Several CGA staffers were on hand Thursday for the title match, including executive director Ed Mate (center).

Asked how he would rate the championship overall, CGA executive director Ed Mate said, “It was a 10 out of 10. Start with the weather: Incredible. The golf courses, as result of the weather, were able to be set up exactly the way the USGA wanted them, which is a luxury. That was phenomenal. The third thing that comes to mind for me is the chance to really work as a team with the USGA. The U.S. Senior Open (which was held at The Broadmoor in 2018) and the U.S. Women’s Open (at The Broadmoor in 2011) are such big productions that the staff of the CGA and even our volunteers don’t really have an opportunity to play a significant role other than as just part of the cadre of volunteers. 

“This year, Robert (Duke) and Kate (Moore, who both focus on competition and rules for the CGA) were both adopted by the USGA as extended family, so to speak, for nine days or something. They really got to see the ins and outs leading up to the championship, both at Colorado Golf Club and at CommonGround. That’s a fairly recent practice the USGA has started, but everybody (on the staff) was involved, whether it was pace-of-play checkpoints or helping out filling divots.”

Attendees look on as the finalists play their 33rd hole on Thursday.

The Mid-Am marked the first USGA amateur championship Colorado has hosted since the 2012 U.S. Amateur. The complexion of this event is obviously much different than for one of the USGA open championships. For starters, perhaps 200 or 300 people watched the final day of action on Thursday, as opposed to 10s of thousands for one of the opens. And the format is much different, with match play deciding the champions at the Mid-Am.

“To me, this is golf in its pure form,” Mate said. “I know (some of these competitors) may be amateur reinstates, and I’m not going to suggest it’s Bobby Jones out there, but they’re playing for love of the game. And match play is such a special format. We had three Colorado players (Nosewicz, Ryan Axlund and Stephen Powers) make match play. That was cool. And probably the Colorado highlight was Nick Nosewicz making that (115-yard shot for eagle on Sunday to qualify for match play).

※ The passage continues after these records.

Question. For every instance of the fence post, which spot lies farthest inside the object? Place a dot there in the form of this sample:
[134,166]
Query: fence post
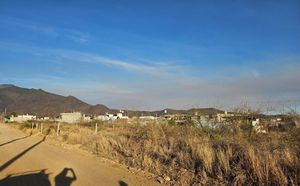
[96,128]
[58,130]
[41,128]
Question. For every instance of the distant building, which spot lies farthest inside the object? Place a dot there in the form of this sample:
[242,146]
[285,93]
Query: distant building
[147,117]
[111,117]
[22,118]
[73,117]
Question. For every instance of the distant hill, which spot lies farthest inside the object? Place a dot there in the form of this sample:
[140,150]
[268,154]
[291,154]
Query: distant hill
[42,103]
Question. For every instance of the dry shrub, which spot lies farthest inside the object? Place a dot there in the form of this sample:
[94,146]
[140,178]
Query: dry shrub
[191,156]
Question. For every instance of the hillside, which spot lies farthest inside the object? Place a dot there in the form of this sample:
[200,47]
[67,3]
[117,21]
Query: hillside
[41,103]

“This is why we partner with the USGA. It’s a good reminder just how exciting it is to have the U.S. Girls’ Junior coming (to the Air Force Academy) next year. There’s just something special about national championships. And it cements our role as a partner organization with the USGA.”

“The other thing I would add it how well CommonGround performed. Probably the single comment that stood out, which we heard more than once from players who competed in the 2012 U.S. Amateur, was just how far the golf course has come since then.”

For the record, for the two stroke-play rounds over the weekend, the field stroke average at par-72 Colorado Golf Club was 78.073, while the norm at par-70 CommonGround Golf Course was 73.989.